October 18, 2018
Designing in VR: Agile Lens helps furnish a theater with Unreal Engine
Consultant Laura Wagner of Fisher Dachs Associates explains why VR is particularly helpful when designing spaces as large as theaters. “They’re such three-dimensional worlds that you really need to be inside them to understand them and to evaluate the designs,” she says. “You can put someone in the front row of the balcony and they can feel how they’re leaning over the railing and what they’re seeing, and that’s something you can’t convey in renderings.”
Agile Lens had previously worked with another real-time solution. The team turned to Unreal Engine to ensure that a VR experience could accurately reflect their designs, but were also lured by the ability to create traditional renderings, animations, panoramas, and WebVR experiences from the same content. “That level of accessibility has been a phenomenal boon to our workflow,” enthuses Coulombe.

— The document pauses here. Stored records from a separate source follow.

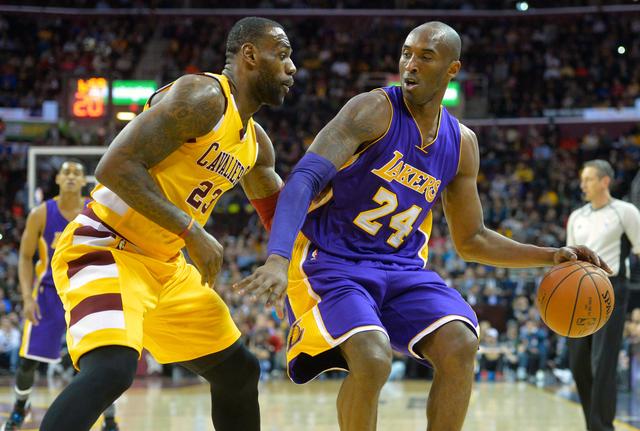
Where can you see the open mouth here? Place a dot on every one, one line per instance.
(410, 83)
(287, 86)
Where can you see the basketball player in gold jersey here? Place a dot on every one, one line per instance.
(118, 267)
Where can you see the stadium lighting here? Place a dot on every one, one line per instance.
(125, 116)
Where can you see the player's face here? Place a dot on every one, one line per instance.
(71, 177)
(591, 184)
(275, 68)
(425, 67)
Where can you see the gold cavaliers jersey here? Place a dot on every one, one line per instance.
(193, 178)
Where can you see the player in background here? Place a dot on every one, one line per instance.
(357, 283)
(44, 315)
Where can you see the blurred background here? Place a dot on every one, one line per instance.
(545, 86)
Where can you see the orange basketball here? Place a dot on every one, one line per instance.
(575, 299)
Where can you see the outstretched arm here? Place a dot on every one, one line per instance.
(363, 119)
(473, 241)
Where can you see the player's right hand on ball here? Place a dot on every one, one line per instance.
(31, 310)
(268, 282)
(206, 253)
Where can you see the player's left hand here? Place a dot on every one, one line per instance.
(580, 252)
(268, 282)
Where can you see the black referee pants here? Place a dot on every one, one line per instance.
(594, 363)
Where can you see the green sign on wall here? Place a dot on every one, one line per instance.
(127, 92)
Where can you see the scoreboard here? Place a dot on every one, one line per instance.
(91, 98)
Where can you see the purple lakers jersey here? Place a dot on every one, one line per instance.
(53, 227)
(378, 206)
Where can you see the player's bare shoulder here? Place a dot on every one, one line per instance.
(266, 152)
(469, 162)
(363, 119)
(369, 113)
(197, 102)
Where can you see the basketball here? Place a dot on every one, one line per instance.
(575, 299)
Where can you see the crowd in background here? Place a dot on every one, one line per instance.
(528, 179)
(517, 68)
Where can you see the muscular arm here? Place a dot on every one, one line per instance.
(473, 241)
(363, 119)
(262, 181)
(28, 246)
(189, 109)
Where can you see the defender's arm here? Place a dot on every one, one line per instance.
(189, 109)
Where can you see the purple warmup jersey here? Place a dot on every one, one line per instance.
(42, 342)
(54, 225)
(378, 206)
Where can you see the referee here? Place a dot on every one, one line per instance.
(611, 228)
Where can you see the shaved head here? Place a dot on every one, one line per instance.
(445, 38)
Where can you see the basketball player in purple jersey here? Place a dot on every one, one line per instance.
(43, 311)
(355, 265)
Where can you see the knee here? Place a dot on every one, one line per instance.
(117, 379)
(369, 357)
(239, 373)
(110, 369)
(453, 349)
(28, 365)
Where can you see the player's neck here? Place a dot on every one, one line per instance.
(425, 114)
(601, 201)
(247, 105)
(70, 201)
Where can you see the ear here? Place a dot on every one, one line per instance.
(454, 68)
(248, 51)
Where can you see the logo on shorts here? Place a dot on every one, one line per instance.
(295, 335)
(314, 254)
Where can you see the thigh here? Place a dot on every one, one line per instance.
(418, 303)
(190, 320)
(328, 301)
(105, 293)
(42, 342)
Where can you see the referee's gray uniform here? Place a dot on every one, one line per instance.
(613, 232)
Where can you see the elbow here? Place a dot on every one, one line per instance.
(469, 249)
(465, 252)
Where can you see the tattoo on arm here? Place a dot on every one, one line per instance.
(190, 108)
(262, 180)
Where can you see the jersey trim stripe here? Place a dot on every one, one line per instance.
(365, 147)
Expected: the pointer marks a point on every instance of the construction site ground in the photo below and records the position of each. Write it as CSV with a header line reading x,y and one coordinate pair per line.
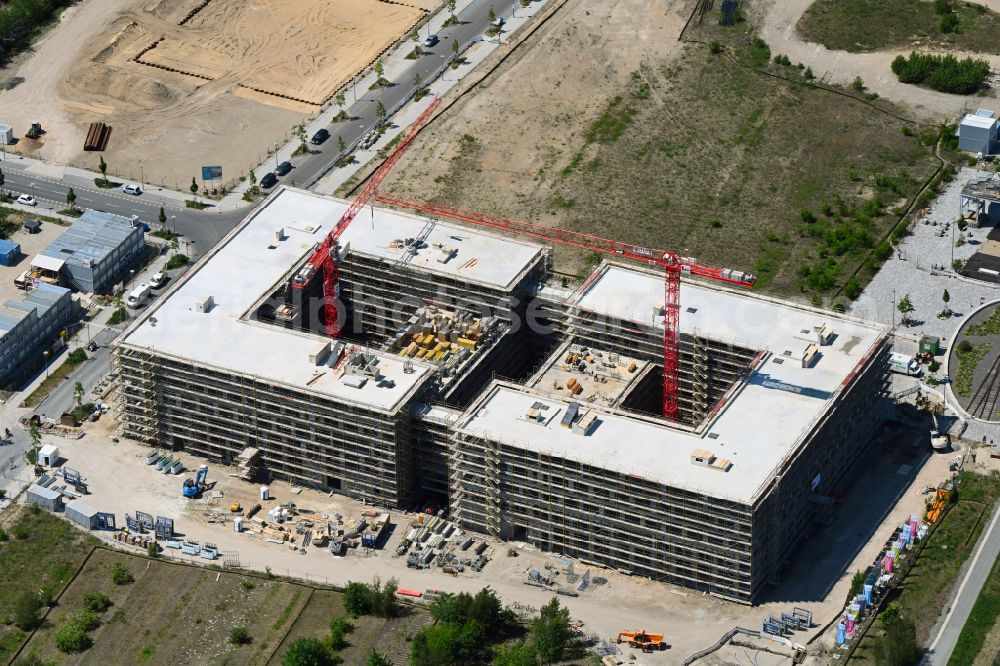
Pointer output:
x,y
121,482
247,68
604,122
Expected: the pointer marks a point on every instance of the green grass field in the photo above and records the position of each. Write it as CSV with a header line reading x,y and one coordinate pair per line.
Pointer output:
x,y
871,25
174,613
44,551
980,625
925,590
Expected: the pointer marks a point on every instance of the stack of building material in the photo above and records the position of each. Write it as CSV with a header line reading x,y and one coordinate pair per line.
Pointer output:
x,y
97,137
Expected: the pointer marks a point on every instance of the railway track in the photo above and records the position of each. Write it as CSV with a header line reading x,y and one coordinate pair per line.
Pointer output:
x,y
983,403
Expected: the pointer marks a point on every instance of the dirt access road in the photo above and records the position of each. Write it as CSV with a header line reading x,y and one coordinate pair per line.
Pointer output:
x,y
778,21
219,87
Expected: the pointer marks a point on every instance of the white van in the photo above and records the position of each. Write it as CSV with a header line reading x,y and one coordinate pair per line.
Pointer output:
x,y
138,295
904,365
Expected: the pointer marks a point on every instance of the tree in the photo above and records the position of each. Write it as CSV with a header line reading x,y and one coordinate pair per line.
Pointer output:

The company has been proponent of using VR for architectural design since 2013, when their first Oculus Rift development kit arrived. But they are still surprised at the resistance to VR’s use as a design tool, something which baffles Coulombe. “For anyone who has gotten inside Unreal’s VR editor, where you can move stuff around, change materials, add lights, it’s a really powerful experience, and immediately your brain clicks into design mode,” he says.
While Agile Lens is an early adopter of using VR in this way, more and more design firms are turning to some form of real-time visualization to aid the design process. According to a recent study by Forrester Consulting, 81% of survey respondents said they’re very likely or likely to adopt real-time rendering engines into production, with 64% of respondents who categorized themselves as being in the architecture industry citing the ability to edit designs with customers in real time as a key driver.
Coulombe believes that VR is a better medium than traditional methods both for communicating the status of a design and for making changes to it because it enables you to evaluate the assets at life size. “From within that experience, you’re understanding what the finished version will be like at human scale,” he explains.
It’s the ideation stage where VR really shines, according to Coulombe, who feels it lets you be more intuitive and creative, leaving room for the imagination. “You’re not prescribing wall thicknesses or materials; treat it like you’re redlining or using trace paper and work through new ideas,” Coulombe advises. “And then bring all that back into Revit, SketchUp, 3ds Max, where you can then make the more precise version.”
Wagner couldn’t be happier about bringing VR into the design process. “It’s an exciting experience as a designer to see something that you’ve worked on being built, but it’s also wonderful to view it in this virtual world,” she says. “It’s amazing, it’s a lot of fun.”